Reason magazine reported these findings in a broader piece underscoring the growing problem of anti-Jewish intolerance in Europe.
Anti-Semitism was blamed on left wing politics and Islamic extremism. Only 19 percent blamed "right wing" individuals or groups. It should be noted, of course, that some neo Nazi groups have come together in Central Europe. They, presumably, cling to the traditionally irrational hatreds. Many misidentify Nazis as "right" when their traditions and ideology speak to a leftist origin.
A Norwegian academic even resurrected the old czarist hoax "The Protocols of the Elders of Zion." This was a tract concocted by the Russian secret police to discredit that country's Jews. It distracted attention away from the tottering Czar and directed it toward the vulnerable Jewish community. Treating it as legitimate reflects a horrifying tendency among European leftists to more brazenly unearth centuries old hatreds and stereotypes thought dead for decades.
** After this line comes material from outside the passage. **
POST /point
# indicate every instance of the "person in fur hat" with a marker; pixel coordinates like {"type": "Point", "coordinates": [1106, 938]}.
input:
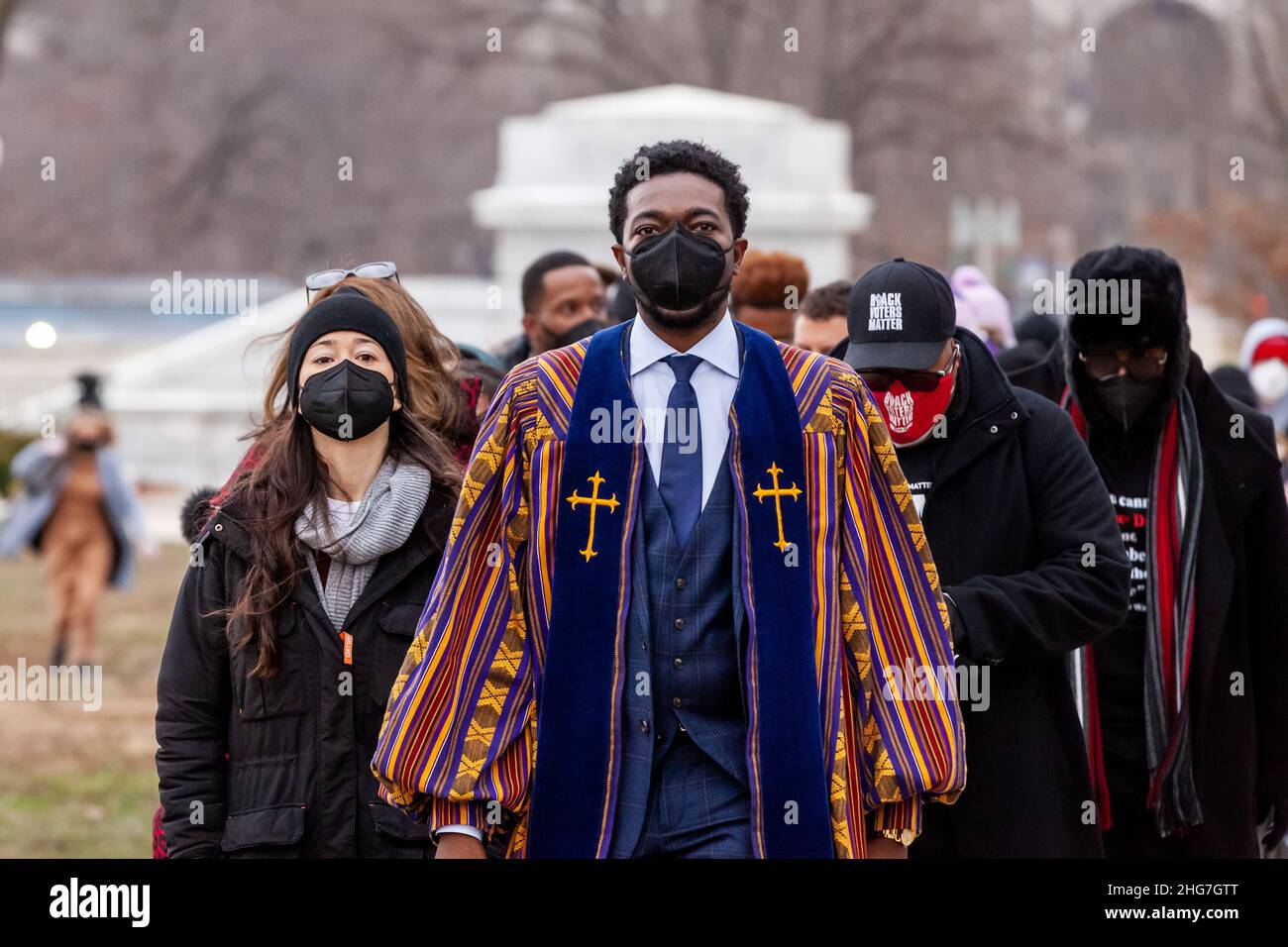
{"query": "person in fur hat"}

This is no sign of the return of the nightmare of the Holocaust, but the dangers of prejudice and persecution are real. European peoples do not enjoy the same constitutional protections taken for granted in the United States. Rights and liberties are more easily infringed upon (for example, Britain is considering legislation that could seriously impact the right of the free press in that country.)
Americans in love with what they think is the superior European culture should look again at the dark underbelly of prejudice that lurks just beneath its urbane surface.